Dès lundi, les étourdis (dont je suis) risquent de se retrouver mal en point à la caisse des magasins Migros. En effet, mesure environnementale oblige, le géant orange supprime les sachets plastiques en polyéthylène offerts gracieusement jusqu’ici. Ces sacs, distribués par la plupart des commerçants, sont fabriqués de pétrole et sont extrêmement polluants.
35 millions de sachets par an
Trente-cinq millions de ces sachets étaient distribués chaque année à Genève par le géant orange. Migros avait déjà démarré par une opération de sensibilisation l’été passé, sous l’impulsion des autorités municipales (lire ci-dessous) . Les sachets ne devaient plus être distribués que sur demande. Mais la mesure n’a pas été appliquée à la lettre dans bon nombre de magasins. «Tout le personnel n’a peut-être pas respecté la consigne à la lettre, reconnaît Isabelle Vidon, porte-parole de Migros Genève. L’objectif était clairement de préparer les consommateurs à la suppression de ces sachets, appelés aussi «shoppers». Dès lundi, nos clients ne trouveront plus que des sachets plastiques transparents au rayon fruits et légumes, et d’autres, sans poignées, destinés à emballer du poisson, par exemple, ou protéger des habits de la nourriture.» Migros annonce en revanche la mise en vente de sacs en papier de taille réduite. «Nous continuerons à proposer les grands à 30 centimes et d’autres, plus petits, à 20 centimes, poursuit Isabelle Vidon. Et il y aura toujours les cabas à 2 francs pièce.» S’ils ne sont pas non plus biodégradables, ils présentent l’avantage d’être réutilisables. «Et donc de réduire le nombre de déchets», ajoute Isabelle Vidon.
Pionnière à Genève
Migros est la seule entreprise de la grande distribution genevoise à adopter cette mesure drastique. A la Coop, Daniel Rey reconnaît que le sujet est d’actualité au niveau national. «Mais rien n’a encore été décidé.» Chez Denner, une gérante nous précise que les sachets sont toujours disponibles sur les tapis roulants. Porte-parole de Manor, Elle Steinbrecher explique que les magasins de la chaîne offrent des sacs en polyéthylène transparents et gratuits. «Nous proposons aussi déjà des alternatives plus écologiques. A savoir des sacs en papier totalement recyclables dans les supermarchés comme dans certains rayons non alimentaires.

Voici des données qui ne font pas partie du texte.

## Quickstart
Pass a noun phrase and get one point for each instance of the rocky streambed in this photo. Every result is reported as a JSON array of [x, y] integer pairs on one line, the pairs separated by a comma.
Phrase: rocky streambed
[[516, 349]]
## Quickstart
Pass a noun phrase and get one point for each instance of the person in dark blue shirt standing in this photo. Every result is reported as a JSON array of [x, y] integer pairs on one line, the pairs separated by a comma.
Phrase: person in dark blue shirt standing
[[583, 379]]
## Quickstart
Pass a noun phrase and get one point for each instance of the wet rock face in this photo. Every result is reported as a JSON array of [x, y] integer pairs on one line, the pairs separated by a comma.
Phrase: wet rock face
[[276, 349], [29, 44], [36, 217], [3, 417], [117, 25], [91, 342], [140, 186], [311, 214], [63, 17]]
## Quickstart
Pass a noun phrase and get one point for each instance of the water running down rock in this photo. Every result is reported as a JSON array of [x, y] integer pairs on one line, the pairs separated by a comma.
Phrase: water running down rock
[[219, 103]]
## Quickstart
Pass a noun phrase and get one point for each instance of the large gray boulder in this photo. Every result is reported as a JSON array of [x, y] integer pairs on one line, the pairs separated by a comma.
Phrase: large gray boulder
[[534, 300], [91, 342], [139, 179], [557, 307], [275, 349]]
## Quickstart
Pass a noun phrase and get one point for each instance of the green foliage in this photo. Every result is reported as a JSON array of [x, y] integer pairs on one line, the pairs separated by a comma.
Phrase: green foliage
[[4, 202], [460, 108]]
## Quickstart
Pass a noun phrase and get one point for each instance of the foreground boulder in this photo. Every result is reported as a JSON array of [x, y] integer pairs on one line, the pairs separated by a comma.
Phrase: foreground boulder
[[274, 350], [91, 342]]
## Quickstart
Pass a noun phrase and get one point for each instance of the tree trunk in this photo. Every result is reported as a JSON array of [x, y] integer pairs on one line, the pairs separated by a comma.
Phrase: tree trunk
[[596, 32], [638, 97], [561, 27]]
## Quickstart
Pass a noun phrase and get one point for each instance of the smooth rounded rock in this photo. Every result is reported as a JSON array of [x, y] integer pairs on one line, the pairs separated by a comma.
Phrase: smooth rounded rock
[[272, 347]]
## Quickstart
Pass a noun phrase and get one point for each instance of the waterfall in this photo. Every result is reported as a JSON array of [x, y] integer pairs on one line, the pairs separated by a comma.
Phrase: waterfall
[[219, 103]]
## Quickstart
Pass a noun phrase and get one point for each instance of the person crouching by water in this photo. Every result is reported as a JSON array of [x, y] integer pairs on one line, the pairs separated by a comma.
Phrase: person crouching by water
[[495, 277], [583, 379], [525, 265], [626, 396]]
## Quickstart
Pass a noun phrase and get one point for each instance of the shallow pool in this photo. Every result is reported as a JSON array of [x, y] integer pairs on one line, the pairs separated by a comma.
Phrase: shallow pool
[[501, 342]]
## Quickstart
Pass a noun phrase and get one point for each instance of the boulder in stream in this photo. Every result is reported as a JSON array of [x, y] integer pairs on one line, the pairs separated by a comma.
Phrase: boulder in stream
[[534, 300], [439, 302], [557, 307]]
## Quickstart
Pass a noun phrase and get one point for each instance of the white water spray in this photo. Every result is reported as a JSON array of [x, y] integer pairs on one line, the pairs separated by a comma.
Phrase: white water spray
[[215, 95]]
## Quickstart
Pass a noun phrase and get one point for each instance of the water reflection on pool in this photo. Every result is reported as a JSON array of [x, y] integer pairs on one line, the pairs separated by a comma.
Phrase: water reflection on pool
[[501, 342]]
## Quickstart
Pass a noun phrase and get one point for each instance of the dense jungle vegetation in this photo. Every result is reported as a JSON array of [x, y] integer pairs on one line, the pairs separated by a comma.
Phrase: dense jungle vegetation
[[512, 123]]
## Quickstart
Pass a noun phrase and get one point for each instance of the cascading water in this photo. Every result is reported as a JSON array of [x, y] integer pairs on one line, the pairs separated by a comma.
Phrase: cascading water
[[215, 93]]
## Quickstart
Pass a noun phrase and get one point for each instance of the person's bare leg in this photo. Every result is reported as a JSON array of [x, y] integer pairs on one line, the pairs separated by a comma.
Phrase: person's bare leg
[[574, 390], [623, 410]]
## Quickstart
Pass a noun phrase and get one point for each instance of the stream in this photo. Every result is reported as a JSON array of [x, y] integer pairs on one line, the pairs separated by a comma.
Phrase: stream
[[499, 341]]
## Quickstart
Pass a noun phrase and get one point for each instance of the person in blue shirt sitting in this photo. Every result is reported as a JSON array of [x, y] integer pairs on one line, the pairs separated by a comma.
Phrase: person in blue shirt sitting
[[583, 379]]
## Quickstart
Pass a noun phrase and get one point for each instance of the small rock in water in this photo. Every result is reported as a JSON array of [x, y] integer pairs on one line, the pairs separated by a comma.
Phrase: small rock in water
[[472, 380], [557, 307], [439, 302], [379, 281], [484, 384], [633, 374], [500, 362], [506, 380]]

Ainsi que des sacs plus solides en nylon à 4 fr.»
En se lançant seule, Migros surfe certes sur la vague écologique. Avec cette action, elle conforte son engagement en faveur de l’environnement et s’offre un joli coup de pub. Mais l’opération pourrait aussi se révéler à risque. «Nous avons choisi de jouer la carte de l’environnement afin de rester cohérents avec nos engagements pris en matière de développement durable, ajoute la porte-parole. Nous ne craignons pas la désertion de la clientèle.»
500?000 francs par an
Les pertes financières liées au client, arrivant sans sac au magasin et décidant de s’engouffrer dans le commerce voisin, ne devraient effectivement pas avoir de grande incidence. Comme le précise Isabelle Vidon, en supprimant les «shoppers», Migros réalise
une économie annuelle de 500?000 francs. «L’engagement écologique prime clairement sur le risque de pertes ou de bénéfices. A terme, cette modeste économie permettra de maintenir nos prix avantageux. Actuellement, elle nous sert à communiquer et à proposer des sacs réutilisables à prix réduits ou gratuits.»